This study evidenced that women who had planned pregnancy were more likely to had recommended ANC visit compated to its counterpart. The implication might be unplanned pregnancy might unwilling to seek ANC visit. Besides, the absence of a pregnancy ‘mindset,’ which is common in unexpected or unplanned pregnancy, could have exerted a negative influence on mothers’s use of ANC services, and mother who plans to have a child might want to have a healthy pregnancy and thus might give great attention for their antenatal care service. This finding is supported by studies conducted elsewhere [5, 45].

Completing four or more ANC visits among mothers who use modern family planning was more likely to complete than the others. This is because those mothers who were using family planning might have a probability of more awareness and knowledge about the health providers’ maternal health services. During counseling, family planning could be increased in women’s knowledge about available family planning services and the medical facilities that provide such services. This finding is supported by studies conducted elsewhere [43, 46]. Birth order was a significant determinant of recommended ANC service utilization in sub-Saharan Africa.
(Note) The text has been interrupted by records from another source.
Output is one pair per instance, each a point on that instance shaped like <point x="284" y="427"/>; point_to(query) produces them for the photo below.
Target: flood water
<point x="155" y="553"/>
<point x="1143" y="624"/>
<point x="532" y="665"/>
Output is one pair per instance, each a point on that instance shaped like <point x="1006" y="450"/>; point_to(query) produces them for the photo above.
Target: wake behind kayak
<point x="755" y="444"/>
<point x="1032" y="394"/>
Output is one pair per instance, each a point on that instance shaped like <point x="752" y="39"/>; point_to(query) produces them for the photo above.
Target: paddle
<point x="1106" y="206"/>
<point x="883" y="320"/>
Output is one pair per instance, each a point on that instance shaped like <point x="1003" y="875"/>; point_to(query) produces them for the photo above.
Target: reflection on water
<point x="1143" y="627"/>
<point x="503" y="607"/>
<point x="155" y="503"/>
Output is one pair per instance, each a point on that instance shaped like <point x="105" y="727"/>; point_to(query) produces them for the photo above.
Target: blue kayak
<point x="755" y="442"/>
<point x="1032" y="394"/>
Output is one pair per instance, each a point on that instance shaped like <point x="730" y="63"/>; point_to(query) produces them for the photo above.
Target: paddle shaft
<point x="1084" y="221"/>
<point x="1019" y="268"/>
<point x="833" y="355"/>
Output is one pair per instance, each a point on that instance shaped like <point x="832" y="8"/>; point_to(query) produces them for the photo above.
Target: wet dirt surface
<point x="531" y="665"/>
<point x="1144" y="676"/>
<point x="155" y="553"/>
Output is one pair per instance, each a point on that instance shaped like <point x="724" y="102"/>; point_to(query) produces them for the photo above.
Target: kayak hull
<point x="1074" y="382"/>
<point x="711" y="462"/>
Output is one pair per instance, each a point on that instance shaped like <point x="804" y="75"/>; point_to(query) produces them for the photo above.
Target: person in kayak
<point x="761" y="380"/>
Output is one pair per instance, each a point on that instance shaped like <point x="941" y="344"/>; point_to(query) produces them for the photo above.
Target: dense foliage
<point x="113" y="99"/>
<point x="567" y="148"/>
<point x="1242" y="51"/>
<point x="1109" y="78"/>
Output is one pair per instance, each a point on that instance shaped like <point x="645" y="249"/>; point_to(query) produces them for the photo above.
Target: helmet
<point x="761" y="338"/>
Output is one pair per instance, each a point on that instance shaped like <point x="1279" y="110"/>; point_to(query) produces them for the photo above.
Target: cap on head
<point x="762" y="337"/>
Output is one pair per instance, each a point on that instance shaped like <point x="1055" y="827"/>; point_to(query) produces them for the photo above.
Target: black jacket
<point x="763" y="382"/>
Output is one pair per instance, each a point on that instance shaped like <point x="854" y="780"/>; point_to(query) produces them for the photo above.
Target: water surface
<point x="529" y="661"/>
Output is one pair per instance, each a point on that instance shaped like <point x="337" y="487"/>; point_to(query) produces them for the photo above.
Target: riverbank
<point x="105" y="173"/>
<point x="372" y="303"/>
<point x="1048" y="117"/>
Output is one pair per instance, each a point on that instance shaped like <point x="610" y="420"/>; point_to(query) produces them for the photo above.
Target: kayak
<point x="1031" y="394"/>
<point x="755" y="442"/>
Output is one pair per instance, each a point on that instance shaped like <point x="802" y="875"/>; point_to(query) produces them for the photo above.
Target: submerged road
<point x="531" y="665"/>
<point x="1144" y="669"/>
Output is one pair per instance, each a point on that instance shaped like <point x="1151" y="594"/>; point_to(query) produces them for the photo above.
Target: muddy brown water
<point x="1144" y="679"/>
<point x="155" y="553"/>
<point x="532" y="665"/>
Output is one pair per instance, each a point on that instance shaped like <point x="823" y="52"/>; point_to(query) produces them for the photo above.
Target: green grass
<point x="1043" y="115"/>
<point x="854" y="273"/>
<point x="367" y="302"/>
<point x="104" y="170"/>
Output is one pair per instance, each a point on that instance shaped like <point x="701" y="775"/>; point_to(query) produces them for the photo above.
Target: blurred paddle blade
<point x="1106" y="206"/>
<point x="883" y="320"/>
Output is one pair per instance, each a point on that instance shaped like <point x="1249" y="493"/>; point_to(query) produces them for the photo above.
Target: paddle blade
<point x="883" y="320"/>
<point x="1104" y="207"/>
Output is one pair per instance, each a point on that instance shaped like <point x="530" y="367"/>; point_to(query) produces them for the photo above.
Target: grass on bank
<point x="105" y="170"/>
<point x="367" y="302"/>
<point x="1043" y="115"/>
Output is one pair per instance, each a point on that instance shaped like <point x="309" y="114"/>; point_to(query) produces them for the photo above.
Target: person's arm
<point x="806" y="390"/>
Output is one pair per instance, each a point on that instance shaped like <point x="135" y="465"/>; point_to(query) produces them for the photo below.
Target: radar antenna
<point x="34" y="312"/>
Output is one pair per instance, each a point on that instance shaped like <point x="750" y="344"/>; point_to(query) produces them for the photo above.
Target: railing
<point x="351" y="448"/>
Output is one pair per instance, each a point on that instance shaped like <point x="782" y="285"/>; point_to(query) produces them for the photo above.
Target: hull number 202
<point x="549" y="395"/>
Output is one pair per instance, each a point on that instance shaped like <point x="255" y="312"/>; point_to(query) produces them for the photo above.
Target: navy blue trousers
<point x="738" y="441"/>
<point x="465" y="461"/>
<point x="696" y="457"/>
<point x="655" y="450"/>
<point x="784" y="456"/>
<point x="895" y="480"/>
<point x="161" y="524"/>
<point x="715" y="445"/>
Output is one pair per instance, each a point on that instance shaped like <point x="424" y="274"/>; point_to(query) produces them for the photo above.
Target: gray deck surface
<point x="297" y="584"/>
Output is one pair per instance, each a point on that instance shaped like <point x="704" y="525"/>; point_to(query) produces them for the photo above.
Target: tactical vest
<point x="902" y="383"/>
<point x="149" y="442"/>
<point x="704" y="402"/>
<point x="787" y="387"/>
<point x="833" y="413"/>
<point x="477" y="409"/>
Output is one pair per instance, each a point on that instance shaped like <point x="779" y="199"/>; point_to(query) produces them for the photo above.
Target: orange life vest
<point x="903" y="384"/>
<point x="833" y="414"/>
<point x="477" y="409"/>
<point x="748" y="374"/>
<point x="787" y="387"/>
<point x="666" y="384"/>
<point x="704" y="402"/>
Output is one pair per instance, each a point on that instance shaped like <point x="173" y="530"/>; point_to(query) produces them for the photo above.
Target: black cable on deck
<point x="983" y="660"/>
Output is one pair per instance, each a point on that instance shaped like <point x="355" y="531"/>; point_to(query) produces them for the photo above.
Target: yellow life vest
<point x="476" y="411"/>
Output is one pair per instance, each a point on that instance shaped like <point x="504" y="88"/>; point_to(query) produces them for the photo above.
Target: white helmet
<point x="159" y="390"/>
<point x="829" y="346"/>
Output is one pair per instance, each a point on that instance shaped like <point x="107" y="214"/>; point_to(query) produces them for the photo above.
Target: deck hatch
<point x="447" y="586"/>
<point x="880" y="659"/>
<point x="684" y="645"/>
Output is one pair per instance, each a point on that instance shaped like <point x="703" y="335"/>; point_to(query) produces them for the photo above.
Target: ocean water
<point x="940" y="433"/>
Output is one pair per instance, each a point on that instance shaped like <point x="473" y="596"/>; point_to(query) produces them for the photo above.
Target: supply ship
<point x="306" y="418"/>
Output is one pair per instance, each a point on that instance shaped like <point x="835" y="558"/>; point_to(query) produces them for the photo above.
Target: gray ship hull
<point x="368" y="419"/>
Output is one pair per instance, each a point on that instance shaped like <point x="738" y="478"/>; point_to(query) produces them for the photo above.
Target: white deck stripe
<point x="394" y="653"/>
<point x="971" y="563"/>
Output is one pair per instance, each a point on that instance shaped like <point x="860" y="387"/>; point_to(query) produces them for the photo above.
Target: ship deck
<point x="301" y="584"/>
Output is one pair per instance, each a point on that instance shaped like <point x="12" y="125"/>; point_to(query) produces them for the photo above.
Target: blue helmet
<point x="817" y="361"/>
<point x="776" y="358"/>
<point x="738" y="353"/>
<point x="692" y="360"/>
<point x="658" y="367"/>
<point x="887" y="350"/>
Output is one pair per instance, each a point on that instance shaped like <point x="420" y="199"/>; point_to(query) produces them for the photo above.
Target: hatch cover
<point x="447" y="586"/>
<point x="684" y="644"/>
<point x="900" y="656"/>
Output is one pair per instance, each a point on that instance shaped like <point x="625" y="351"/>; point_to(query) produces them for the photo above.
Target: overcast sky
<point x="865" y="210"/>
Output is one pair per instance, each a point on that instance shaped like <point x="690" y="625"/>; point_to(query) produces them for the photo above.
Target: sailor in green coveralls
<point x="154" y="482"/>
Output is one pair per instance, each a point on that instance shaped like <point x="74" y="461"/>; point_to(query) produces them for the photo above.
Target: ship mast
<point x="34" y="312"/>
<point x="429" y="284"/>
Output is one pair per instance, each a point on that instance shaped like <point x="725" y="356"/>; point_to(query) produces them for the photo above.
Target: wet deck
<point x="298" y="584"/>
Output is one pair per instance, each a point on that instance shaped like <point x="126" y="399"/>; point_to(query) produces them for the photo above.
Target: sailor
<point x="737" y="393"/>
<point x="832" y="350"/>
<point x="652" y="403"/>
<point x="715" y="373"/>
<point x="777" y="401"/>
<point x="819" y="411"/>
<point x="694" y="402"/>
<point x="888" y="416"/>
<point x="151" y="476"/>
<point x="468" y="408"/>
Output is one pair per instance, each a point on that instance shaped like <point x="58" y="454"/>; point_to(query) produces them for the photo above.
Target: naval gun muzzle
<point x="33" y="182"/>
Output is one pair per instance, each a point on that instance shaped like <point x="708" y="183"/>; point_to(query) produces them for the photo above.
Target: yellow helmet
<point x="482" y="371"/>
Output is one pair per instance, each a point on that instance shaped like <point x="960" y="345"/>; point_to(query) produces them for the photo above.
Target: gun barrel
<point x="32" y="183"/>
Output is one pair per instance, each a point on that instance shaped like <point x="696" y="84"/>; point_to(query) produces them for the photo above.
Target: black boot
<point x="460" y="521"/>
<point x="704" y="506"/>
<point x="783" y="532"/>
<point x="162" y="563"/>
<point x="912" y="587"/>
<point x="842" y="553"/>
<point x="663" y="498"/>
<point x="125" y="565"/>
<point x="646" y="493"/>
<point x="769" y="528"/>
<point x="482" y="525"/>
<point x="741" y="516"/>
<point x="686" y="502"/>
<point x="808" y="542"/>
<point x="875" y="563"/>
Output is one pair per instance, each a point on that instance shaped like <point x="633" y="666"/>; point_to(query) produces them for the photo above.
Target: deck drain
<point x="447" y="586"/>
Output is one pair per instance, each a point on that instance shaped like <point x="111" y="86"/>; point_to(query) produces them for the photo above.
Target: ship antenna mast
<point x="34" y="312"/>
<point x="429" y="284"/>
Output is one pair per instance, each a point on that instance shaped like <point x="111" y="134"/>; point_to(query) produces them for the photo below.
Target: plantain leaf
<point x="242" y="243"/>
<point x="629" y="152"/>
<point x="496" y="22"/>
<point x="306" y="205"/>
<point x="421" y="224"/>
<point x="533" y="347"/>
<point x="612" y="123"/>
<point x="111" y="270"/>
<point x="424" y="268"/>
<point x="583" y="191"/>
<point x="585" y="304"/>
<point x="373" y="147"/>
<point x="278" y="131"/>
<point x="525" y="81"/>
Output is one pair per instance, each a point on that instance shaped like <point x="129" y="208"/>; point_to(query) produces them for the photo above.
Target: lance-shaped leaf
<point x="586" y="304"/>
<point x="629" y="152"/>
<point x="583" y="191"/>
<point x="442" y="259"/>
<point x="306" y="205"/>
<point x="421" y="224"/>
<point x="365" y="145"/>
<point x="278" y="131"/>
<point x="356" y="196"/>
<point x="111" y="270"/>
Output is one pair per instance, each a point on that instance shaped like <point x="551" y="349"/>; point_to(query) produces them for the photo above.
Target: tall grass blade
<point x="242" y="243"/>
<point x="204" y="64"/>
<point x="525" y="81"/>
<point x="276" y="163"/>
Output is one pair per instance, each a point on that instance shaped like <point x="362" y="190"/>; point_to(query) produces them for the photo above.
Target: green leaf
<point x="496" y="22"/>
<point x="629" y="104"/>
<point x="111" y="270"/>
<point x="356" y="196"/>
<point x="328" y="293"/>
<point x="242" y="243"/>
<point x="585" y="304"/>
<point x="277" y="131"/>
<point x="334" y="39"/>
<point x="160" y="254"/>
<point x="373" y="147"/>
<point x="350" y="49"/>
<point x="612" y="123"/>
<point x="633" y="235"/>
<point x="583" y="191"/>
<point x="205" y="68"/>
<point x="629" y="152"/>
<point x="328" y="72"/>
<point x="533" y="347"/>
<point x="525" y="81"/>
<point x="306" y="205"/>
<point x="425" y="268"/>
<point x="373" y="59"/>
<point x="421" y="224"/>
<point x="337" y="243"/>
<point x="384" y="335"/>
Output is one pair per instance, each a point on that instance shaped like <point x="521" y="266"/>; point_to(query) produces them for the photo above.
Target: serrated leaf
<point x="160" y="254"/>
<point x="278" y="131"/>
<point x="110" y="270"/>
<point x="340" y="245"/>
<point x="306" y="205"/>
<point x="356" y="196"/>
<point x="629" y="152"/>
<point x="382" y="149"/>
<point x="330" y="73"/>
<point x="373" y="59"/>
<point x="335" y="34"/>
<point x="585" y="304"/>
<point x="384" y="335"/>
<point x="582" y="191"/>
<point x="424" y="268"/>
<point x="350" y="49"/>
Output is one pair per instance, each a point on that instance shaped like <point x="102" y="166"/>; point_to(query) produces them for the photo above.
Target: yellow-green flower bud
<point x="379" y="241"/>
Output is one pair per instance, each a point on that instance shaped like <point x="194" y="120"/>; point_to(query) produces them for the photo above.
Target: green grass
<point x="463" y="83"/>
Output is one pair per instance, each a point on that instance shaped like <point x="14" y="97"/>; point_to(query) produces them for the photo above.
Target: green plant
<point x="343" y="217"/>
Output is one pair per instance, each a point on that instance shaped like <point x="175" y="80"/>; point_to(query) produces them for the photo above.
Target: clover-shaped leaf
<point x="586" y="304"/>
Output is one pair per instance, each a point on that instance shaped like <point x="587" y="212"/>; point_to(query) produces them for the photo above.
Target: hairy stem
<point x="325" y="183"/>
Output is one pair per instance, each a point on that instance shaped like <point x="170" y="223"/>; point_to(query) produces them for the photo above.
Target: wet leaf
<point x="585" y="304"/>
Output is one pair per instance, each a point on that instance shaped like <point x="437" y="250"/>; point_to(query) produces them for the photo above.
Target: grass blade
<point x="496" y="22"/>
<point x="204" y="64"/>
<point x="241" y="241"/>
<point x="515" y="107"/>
This is in line with previous studies [17]. Birth limiting can help to enhance maternal health service utilization as well as to improve maternal health.

Strength and limitation of the study

Findings from the study are supported by large datasets covering 36 countries in SSA. The data were gathered following a common internationally acceptable methodological procedure. Due to the representative nature of the survey, the findings are representative of included countries and generalizable to women in SSA. The DHS survey year variation may affect this result. The data was collected based on self-reports from mothers within 5 years preceding the survey, which could be a potential source of recall and misclassification bias.

Conclusion

The utlization of recommended ANC service low with high varation among the region. Being a rural residence, illiterate, low education level, had no occupation, low women autonomy, low socioeconomic status, not exposed to media, a big problem to access health care, unplanned pregnancy, not use of contraceptive were determinants of women that had no recommended ANC utilization in SSA. This study evidenced the existence of a wide gap between SSA regions and countries. Special attention is required to improve health accessibility, utilization, and quality of maternal health services.

Acknowledgments

We greatly acknowledge the measure DHS program for granting access to the East African DHS dataset.

Abbreviations

ANC

Antenatal Care

AOR

Adjusted Odds Ratio

CI

Confidence Interval

DHS

Demographic Health Survey

ICC

Intra-class Correlation Coefficient

LLR

log-likelihood Ratio

LR

Likelihood Ratio

MOR

Median Odds Ratio

SSA

Sub-Saharan Africa

WHO

World Health Organization

Authors’ contributions

ZTT, ABT, GAT,and KST conceived the study. ZTT, ABT, GAT, KST analyzed the data, drafted the manuscript, and reviewed the article. ZTT, ABT, GAT, KST extensively reviewed the article. All authors read and approved the final manuscript.

Funding

No funding was obtained for this study.

Availability of data and materials

Data is available online and you can access it from www.measuredhs.com.

Declarations

Ethics approval and consent to participate

The study was based on secondary analysis of existing survey data with all identifying information removed. Permission for data access was obtained from measure demographic and health survey through an online request from http://www.measuredhsprogram.com.

Consent for publication

Not applicable since the study was a secondary data analysis.

Competing interests

Authors declare that they have no conflict of interest.

Footnotes

Publisher’s Note

Springer Nature remains neutral with regard to jurisdictional claims in published maps and institutional affiliations.

Contributor Information

Zemenu Tadesse Tessema, Email: zemenut1979@gmail.com.

Achamyeleh Birhanu Teshale, Email: achambir08@gmail.com.

Getayeneh Antehunegn Tesema, Email: getayenehantehunegn@gmail.com.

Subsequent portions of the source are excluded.